I am getting the following error after encoding my target variables as [1, 0, 0] for negative , [0, 1, 0] for neutral, [0, 0, 1] for positive. I am not using multi_target_strategy since I don't have multiple target variables.
Suggestions are welcome!
@ByUnal Were you able to make it work for a multiclass text classification problem? I would love to hear your experience with this. Thanks!
@tomaarsen Do you have any recommendations as to how to handle labels in case of multiclass text-classification? Thanks!
I am getting the following error after encoding my target variables as [1, 0, 0] for negative , [0, 1, 0] for neutral, [0, 0, 1] for positive. I am not using multi_target_strategy since I don't have multiple target variables.
Suggestions are welcome!
You could compare your data format to the format used in this example: https://github.com/huggingface/setfit/blob/main/notebooks/text-classification.ipynb
@utility-aagrawal Hello there, and sorry for the late answer.
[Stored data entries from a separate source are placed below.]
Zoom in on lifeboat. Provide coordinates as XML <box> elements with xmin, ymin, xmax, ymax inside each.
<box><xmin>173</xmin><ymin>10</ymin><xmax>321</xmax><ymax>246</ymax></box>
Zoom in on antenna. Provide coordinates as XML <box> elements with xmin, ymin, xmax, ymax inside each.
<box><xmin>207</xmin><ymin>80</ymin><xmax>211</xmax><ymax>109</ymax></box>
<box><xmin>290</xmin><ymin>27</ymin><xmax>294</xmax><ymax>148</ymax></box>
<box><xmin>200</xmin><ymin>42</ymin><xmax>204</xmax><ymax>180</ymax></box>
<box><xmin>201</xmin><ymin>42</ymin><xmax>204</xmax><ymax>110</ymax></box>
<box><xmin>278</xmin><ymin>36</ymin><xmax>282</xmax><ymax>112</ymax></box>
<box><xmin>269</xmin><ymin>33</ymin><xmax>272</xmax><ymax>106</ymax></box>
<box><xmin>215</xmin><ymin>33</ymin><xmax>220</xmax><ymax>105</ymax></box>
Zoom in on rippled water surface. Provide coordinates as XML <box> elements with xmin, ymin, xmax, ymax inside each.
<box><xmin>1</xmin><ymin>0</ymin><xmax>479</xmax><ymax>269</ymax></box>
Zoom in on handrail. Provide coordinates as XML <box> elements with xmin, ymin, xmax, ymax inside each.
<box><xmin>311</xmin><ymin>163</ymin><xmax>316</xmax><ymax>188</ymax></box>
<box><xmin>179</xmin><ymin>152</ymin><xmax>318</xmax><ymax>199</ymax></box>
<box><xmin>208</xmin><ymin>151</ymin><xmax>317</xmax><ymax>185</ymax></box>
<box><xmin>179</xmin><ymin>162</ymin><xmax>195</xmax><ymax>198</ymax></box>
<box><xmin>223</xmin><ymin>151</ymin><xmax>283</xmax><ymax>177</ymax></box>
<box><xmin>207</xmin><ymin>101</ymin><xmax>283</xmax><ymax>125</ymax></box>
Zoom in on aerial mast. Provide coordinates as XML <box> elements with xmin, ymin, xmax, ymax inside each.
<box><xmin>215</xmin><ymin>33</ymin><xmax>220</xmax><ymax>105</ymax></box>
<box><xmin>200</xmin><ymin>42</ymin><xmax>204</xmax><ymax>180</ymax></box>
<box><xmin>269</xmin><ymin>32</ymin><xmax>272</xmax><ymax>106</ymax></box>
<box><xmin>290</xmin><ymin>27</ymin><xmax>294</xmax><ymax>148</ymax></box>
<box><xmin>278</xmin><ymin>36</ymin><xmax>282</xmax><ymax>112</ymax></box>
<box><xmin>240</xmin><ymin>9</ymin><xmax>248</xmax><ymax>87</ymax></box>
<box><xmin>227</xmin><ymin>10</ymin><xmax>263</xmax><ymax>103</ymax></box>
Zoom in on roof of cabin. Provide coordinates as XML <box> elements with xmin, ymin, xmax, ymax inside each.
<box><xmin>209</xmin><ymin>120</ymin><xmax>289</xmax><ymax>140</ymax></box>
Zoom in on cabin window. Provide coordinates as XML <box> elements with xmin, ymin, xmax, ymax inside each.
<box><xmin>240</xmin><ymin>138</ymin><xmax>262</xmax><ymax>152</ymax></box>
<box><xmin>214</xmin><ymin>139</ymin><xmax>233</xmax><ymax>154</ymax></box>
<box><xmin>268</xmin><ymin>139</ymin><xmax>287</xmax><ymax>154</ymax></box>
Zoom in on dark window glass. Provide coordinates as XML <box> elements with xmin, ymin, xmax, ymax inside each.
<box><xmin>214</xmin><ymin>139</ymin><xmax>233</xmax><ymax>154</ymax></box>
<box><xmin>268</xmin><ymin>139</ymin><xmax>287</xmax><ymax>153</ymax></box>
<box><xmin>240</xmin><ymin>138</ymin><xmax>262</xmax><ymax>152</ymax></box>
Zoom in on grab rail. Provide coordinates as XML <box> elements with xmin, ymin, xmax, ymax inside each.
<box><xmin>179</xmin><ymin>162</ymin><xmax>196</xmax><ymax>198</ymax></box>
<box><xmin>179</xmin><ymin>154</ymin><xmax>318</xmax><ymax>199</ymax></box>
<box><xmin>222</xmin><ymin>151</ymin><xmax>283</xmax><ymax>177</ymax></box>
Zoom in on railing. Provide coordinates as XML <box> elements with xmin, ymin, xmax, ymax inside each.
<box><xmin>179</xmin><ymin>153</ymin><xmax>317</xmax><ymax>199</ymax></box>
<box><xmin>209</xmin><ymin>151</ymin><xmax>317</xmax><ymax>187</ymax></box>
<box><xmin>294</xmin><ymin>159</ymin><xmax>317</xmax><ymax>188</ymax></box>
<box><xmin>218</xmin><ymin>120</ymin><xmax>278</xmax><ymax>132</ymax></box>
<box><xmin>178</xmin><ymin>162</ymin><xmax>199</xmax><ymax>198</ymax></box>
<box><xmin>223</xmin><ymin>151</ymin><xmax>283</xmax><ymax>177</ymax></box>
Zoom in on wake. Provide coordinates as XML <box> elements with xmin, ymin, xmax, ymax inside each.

I think your problem would be solved if you use [0,1,2] as target values for [neutral, positive, negative] instead of using combination of 1 and 0. Your way works more like binary classification. You try to estimate whether any sample is positive (also same for the others) or not.
Besides, do not define any multi_target_strategy
for multi-class classification, since it didn't work in my case. I've managed to train model by this way. Hope it works. Let me know if you need help further.
@ByUnal Thanks a lot for your response! Using (0,1,2) without specifying any multi_target_strategy worked for me! I was able to train using that.
I have a couple of follow-up questions -
- I trained with 8 and 16 examples per class and accuracy is in 60s which is not bad but unfortunately not good enough for my use case. Should I experiment with more examples per class or if I can gather more training data, should I go for training from scratch/fine tuning a bigger model? Do you have experience with this?
- Do you have any tips for choosing training examples for setfit? Currently, I am randomly choosing n examples per class from my training data.
I appreciate your help!
@utility-aagrawal the more the better
in terms of data samples for each class. However, you need to do bunch of experiments, cause it depends on your data quality, data samples, classification model and so forth. I think you should observe your results and decide which way you're going to proceed. You can use confusion matrix to understand which classes are confused by model, for example.
In my case, I had really really imbalanced data, the quality was low. So, it didn't work as I expected. Anyway, you can try the followings to increase your success rate:
- Preprocessing (removing stopwords, extra whitespaces, punctuation etc.)
- Fine-tuning (and Hyper-parameter optimization, of course)
- Using bigger model (in fine-tunning)
- Increasing samples for per class (the more the better)
- If you can have much more data, maybe you won't need to deal with Few-shot Learning and thereby you can build your own network or just try pre-trained models like BERT.
This is all I can say from this point of view.
Thanks @ByUnal ! I'll give that a try.